All of lore.kernel.org
 help / color / mirror / Atom feed
* tools/testing/radix-tree/idr-test gets a failed assertion on single cpu systems
@ 2021-03-26 18:23 Chris von Recklinghausen
  2021-03-28 20:03 ` Matthew Wilcox
  0 siblings, 1 reply; 2+ messages in thread
From: Chris von Recklinghausen @ 2021-03-26 18:23 UTC (permalink / raw)
  To: Matthew Wilcox (Oracle), LKML

Hi Matthew,

I made the observation that while tools/testing/radix-tree/idr-test runs 
and passes just fine on a system with more than one cpu, it gets an 
assertion failure when run on a single cpu system. My test system is 
Fedora 34 running on an x86_64 system.

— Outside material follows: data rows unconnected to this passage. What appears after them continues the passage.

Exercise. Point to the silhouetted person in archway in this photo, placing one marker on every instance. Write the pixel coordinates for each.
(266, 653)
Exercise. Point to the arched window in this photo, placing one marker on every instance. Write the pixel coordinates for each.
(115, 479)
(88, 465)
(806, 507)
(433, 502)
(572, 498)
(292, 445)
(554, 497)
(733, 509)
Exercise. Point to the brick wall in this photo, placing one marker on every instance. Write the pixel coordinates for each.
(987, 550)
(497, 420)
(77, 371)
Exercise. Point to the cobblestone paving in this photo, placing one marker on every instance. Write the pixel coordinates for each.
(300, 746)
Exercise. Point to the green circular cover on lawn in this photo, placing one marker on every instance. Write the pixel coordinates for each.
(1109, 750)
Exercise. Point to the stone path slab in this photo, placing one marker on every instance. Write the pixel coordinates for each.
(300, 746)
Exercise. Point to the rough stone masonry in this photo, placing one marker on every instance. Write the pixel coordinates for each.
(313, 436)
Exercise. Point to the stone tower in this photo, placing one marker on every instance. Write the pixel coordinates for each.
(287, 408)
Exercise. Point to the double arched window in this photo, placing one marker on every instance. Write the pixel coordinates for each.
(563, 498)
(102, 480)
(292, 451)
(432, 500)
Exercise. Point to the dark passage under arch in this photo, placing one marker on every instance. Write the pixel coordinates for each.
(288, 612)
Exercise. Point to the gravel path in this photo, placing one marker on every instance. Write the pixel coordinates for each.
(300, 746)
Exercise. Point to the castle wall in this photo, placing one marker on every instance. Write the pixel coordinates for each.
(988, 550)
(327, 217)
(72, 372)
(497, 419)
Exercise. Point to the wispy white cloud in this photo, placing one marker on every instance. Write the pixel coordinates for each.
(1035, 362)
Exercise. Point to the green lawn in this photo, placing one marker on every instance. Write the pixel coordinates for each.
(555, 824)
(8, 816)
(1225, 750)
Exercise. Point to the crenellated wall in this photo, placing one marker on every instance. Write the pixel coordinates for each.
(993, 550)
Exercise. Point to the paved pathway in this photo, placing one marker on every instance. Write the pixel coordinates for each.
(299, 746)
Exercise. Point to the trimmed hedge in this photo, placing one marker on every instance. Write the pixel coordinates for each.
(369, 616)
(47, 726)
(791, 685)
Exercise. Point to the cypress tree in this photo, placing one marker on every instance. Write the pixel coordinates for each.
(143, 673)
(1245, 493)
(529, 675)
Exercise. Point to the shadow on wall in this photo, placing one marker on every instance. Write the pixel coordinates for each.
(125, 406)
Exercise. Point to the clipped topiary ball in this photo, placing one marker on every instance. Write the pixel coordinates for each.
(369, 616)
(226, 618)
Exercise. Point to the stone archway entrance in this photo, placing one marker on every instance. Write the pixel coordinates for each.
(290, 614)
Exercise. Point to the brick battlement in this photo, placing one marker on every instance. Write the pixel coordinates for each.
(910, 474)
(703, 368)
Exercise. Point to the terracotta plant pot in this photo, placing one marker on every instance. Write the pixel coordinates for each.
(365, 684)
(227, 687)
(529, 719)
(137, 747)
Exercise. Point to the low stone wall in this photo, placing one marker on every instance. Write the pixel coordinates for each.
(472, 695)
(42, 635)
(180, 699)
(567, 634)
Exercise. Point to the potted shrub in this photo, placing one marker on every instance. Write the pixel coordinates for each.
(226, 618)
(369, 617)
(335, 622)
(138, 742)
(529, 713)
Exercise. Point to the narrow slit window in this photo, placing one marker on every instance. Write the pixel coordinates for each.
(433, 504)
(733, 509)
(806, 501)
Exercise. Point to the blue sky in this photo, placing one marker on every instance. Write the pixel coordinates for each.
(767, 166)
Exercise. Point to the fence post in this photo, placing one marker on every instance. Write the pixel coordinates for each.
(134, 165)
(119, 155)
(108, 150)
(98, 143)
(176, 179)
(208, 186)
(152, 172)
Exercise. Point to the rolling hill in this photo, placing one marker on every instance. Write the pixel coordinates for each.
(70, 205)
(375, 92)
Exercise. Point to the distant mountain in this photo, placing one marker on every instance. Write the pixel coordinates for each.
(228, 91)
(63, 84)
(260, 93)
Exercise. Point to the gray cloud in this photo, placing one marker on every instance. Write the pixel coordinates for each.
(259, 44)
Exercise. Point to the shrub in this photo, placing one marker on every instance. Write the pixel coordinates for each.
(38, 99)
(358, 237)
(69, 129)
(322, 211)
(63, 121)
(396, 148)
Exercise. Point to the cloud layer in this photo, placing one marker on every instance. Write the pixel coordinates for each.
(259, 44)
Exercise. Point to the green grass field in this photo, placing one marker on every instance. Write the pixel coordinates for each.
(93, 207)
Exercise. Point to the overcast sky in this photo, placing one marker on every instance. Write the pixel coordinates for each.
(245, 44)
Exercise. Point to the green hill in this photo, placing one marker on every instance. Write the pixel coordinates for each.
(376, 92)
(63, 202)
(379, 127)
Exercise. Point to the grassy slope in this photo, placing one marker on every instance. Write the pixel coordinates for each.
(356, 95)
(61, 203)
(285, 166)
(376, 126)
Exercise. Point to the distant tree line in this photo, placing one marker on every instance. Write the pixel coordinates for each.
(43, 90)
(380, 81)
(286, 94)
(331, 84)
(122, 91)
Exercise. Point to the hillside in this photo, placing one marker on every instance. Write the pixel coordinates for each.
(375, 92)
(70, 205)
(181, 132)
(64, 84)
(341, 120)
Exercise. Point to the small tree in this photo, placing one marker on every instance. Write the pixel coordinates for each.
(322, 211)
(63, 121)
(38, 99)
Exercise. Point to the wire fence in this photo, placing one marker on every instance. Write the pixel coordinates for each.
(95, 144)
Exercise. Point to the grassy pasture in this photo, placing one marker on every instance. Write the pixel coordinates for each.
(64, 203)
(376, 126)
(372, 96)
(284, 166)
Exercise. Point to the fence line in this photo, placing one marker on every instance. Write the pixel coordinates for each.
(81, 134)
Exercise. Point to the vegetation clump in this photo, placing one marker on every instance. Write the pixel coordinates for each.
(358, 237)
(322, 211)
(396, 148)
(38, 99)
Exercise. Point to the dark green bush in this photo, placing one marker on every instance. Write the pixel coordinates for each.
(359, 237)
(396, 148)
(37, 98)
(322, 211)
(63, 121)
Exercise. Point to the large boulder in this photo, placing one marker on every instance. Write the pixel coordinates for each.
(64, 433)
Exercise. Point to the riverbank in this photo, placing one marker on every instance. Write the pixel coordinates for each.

It can be easily reproduced by 
offlining all cpus but cpu0.

[root@hpe-ml110g7-01 linux]# tools/testing/radix-tree/idr-test
vvv Ignore these warnings
assertion failed at idr.c:250
assertion failed at idr.c:206
^^^ Warnings over
idr-test: idr-test.c:320: idr_find_test_1: Assertion `!(entry != 
xa_mk_value(id))' failed.
Aborted (core dumped)

I bisected the change to 5c089fd0c734 ("idr: Fix idr_get_next race with 
idr_remove").

Since idr_get_next can return NULL, I stuck a BUG_ON(!entry) just above 
the failing assert, and in this case idr_get_next is returning NULL.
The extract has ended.